The values that inform this report are the distinctive values of the contemporary public research university. The standard tri-partite mission of higher education--teaching, scholarship, and public service--has a special application in this kind of institution. To insure that this report is grounded in the distinctive mission of the University, the Planning Council has incorporated the current work of the academic department chairs toward a revised academic plan. The chairs have reworked the statement of mission, and we advance that statement as an appendix to this report (Appendix A), with the expectation that a new academic plan will incorporate the strategies recommended here.
This report is structured according to priorities set by the Planning Council in response to the task force recommendations. That is, the Planning Council has developed a flexible plan that can be implemented at different levels, according to further budget projections.

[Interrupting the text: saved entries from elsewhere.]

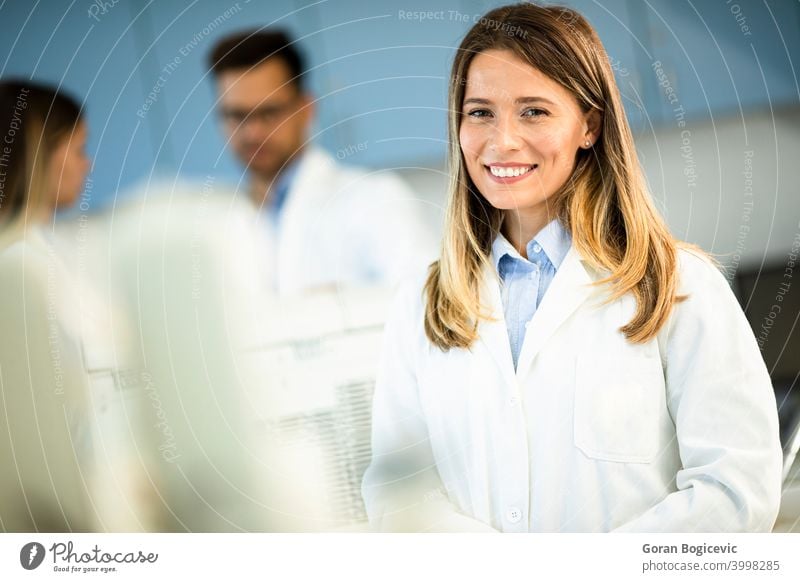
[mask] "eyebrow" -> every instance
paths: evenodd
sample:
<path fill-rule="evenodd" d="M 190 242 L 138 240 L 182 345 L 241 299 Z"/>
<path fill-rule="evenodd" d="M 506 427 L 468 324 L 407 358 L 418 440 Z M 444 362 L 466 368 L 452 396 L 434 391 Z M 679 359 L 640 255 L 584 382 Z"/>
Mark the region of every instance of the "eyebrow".
<path fill-rule="evenodd" d="M 464 100 L 464 105 L 468 103 L 477 103 L 478 105 L 491 105 L 491 100 L 483 99 L 481 97 L 470 97 L 469 99 Z M 545 97 L 518 97 L 514 99 L 515 105 L 521 105 L 523 103 L 548 103 L 549 105 L 555 105 L 550 99 Z"/>

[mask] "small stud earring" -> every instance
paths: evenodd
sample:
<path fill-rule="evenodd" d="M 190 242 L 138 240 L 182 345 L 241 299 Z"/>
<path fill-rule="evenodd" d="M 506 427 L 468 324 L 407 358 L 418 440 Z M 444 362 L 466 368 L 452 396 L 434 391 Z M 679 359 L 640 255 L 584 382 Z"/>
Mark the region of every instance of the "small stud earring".
<path fill-rule="evenodd" d="M 587 148 L 588 148 L 588 147 L 590 147 L 592 144 L 591 144 L 591 143 L 589 142 L 589 140 L 587 139 L 587 140 L 586 140 L 586 141 L 583 143 L 583 145 L 584 145 L 585 147 L 587 147 Z"/>

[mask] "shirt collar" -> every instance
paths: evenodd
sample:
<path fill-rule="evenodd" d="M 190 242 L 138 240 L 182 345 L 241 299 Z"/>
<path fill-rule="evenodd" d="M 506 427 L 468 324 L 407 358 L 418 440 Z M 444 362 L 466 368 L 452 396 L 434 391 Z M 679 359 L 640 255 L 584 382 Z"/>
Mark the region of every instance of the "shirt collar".
<path fill-rule="evenodd" d="M 547 255 L 547 259 L 553 264 L 556 270 L 558 270 L 572 245 L 572 237 L 564 230 L 564 227 L 561 226 L 558 219 L 553 219 L 525 245 L 529 257 L 533 254 L 532 249 L 534 244 L 538 244 L 542 247 L 545 255 Z M 498 272 L 500 271 L 500 259 L 506 255 L 512 259 L 518 259 L 520 261 L 525 260 L 502 233 L 497 233 L 497 237 L 495 237 L 492 243 L 492 262 Z"/>

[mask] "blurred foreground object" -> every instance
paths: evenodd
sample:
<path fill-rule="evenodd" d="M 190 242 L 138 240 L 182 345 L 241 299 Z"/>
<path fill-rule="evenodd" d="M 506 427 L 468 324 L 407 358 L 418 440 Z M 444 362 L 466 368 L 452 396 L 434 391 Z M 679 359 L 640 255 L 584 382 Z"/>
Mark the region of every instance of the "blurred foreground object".
<path fill-rule="evenodd" d="M 0 233 L 0 529 L 90 531 L 88 378 L 71 278 L 40 227 Z"/>
<path fill-rule="evenodd" d="M 131 367 L 93 386 L 141 527 L 358 529 L 388 290 L 274 296 L 254 209 L 199 185 L 151 187 L 108 233 Z"/>

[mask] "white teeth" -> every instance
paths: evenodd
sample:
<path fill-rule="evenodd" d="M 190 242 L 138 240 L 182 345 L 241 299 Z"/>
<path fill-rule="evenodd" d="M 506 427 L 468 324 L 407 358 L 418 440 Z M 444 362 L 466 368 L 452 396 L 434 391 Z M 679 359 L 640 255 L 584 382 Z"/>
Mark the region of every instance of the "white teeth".
<path fill-rule="evenodd" d="M 516 167 L 501 167 L 501 166 L 489 166 L 489 170 L 492 172 L 493 176 L 497 176 L 498 178 L 511 178 L 515 176 L 521 176 L 522 174 L 526 174 L 531 169 L 531 166 L 516 166 Z"/>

The first set of recommendations should be implemented as quickly as possible: these are viewed by the Planning Council as positive choices for the University, whatever the circumstances. Recommendations that are ranked in the second priority list are preferred choices for meeting a budget shortfall. Those in the third priority list are offered reluctantly, only because the shortfall is so great that sacrifices must be made. The Planning Council offers recommendations on this third list with the understanding that they will be implemented only if University budgets are not brought into balance by implementing the first two sets of recommendations. The Planning Council recognizes that genuine damage will be inflicted upon the University if recommendations on this third list are implemented. In evaluating these choices, the Planning Council operated by repeated discussions and formal votes, and each recommendation has majority support. Task force recommendations that the Planning Council does not endorse are not advanced as part of this report.
Recommendations are not organized within priority categories according to budget task force domains. Rather, they are ordered according the Planning Council votes, with higher ranked (preferred) recommendations appearing higher on the list. Related recommendations and parts of recommendations are separated if they were considered separately.
About recommendations that affect academic programs in particular, the Planning Council, like the Academic Programs Task Force, relied heavily on judgments from the Deans' Council. Attached to this report is the so-called Provost's List from the report of the Academic Programs Task Force (Appendix B). At the direction of the Provost, the reviews identified on this list are already being implemented, independent of the Planning Council process. Any budget savings that are realized in this way will be claimed for the University and will affect the budget shortfall and the status of Planning Council recommendations in turn, but inclusion of this list with this report does not constitute Planning Council endorsement of any of its individual items.
Certain recommendations offer estimates of new revenues or expenditure reductions that are contingent on approval outside the University; others require further evaluation before dollar figures can be posted. This is to say, how far down the priorities for reallocation the University should go will depend not only on the size of the shortfall but also on what can be implemented from among the preferred choices.